There’s no “instant” button, but there are things you can do now that will help increase your score.

Before we get started, there’s a big ugly truth to face: There’s no quick fix for your credit.

A reset button sounds tempting — especially when faced with a less than stellar credit score — but building your credit is a marathon affair. There’s legwork involved in netting that higher number.

Now that that ominous forewarning is out of the way (phew), on to the good stuff: actionable tips to raise your credit score swiftly and without financial risk. You can expect most of these tips to affect your credit score in about 30 to 60 days, the typical time that’s considered speedy.

If raising your credit seems impossible, take a step back from the big hairy goal and tackle the beast one step at a time.

So, first things first!

Request a copy of your credit report and look for errors

In 2013, the Federal Trade Commission shared findings that roughly one in five consumers carries an error on their credit report. Find an error? Dispute it. Removing negative marks made in error will help you return to your correct score.

Write a negotiation letter to your credit bureau

Better yet, contact the company reporting a late payment to ask if it will campaign for the removal. If a payment was incorrectly reported (see above), or if you simply forgot a bill when you’re usually 100% on the ball, you may be able to get the late payment removed.

Lower your credit utilization to decrease your debt-to-credit ratio

Traditionally, you can lower your credit utilization rate two ways:

      • Lower your spending.
      • Increase your credit.

Your credit is largely determined by the amount of debt (credit card and loans) compared with your credit limits. Go back through your spending and consider whether you’ve spent more than the recommended amount of your credit line (generally around one-third of the limit).

Alternatively, you can request an increase in your credit or open a new card as a way of increasing your credit-to-spending ratio, but this is a risky move if it also results in an increase of spending. Be wary of raising limits if it wouldn’t be financially feasible to pay back any and all spending.

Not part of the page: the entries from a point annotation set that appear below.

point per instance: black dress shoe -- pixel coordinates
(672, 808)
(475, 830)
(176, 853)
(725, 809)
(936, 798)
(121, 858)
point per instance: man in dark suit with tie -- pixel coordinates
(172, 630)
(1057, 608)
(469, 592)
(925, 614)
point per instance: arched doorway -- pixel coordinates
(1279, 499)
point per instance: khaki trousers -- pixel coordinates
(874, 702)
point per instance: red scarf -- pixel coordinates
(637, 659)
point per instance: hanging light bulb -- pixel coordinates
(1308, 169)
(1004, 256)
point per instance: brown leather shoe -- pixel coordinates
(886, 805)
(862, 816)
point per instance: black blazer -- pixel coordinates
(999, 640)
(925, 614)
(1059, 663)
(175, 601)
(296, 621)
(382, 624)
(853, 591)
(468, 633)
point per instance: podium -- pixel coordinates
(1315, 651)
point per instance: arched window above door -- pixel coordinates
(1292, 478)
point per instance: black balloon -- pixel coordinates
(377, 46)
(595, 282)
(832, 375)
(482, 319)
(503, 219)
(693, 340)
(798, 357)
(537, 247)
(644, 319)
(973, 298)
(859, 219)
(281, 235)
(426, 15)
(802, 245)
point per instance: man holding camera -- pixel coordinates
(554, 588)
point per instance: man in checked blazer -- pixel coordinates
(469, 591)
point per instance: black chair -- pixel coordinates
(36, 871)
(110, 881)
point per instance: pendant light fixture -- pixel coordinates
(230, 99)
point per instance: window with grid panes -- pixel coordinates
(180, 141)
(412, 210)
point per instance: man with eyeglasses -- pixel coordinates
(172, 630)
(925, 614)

Don’t apply for multiple forms of credit in a short time

Each time you request a new form of credit, including car and home loans, etc, you’ll likely face a credit inquiry. Too many inquiries within a short time, and the credit bureaus may ding your credit.

Keep this in mind as you request increases to your credit or open up new cards. Both actions may result in one too many credit pulls and consequently, a decrease in your credit score.

Settle late payments — then automate your payment schedule

Timely bill pay is gut-wrenching when you’re financially strapped, but proactively settling bills will make future payments easier.

Credit bureaus count a late payment starting from the first day of your last late payment, so the sooner you can square the bill, the better. This is particularly true if you can pay off past-due debts before they reach the 30-day, 60-day, or 90-day thresholds. It’s scary to confront the financial challenge, but it’s doable.

Once you’ve settled any late payments, make future payments even simpler by automating. Automation avoids accidental missed payments and takes the mental clutter of scheduling multiple payments off your mind.

Building credit builds long-lasting habits.

Approaching the daunting task of increasing your credit score with the long-term-training mindset helps you build long-lasting habits that strengthen your financial foundation.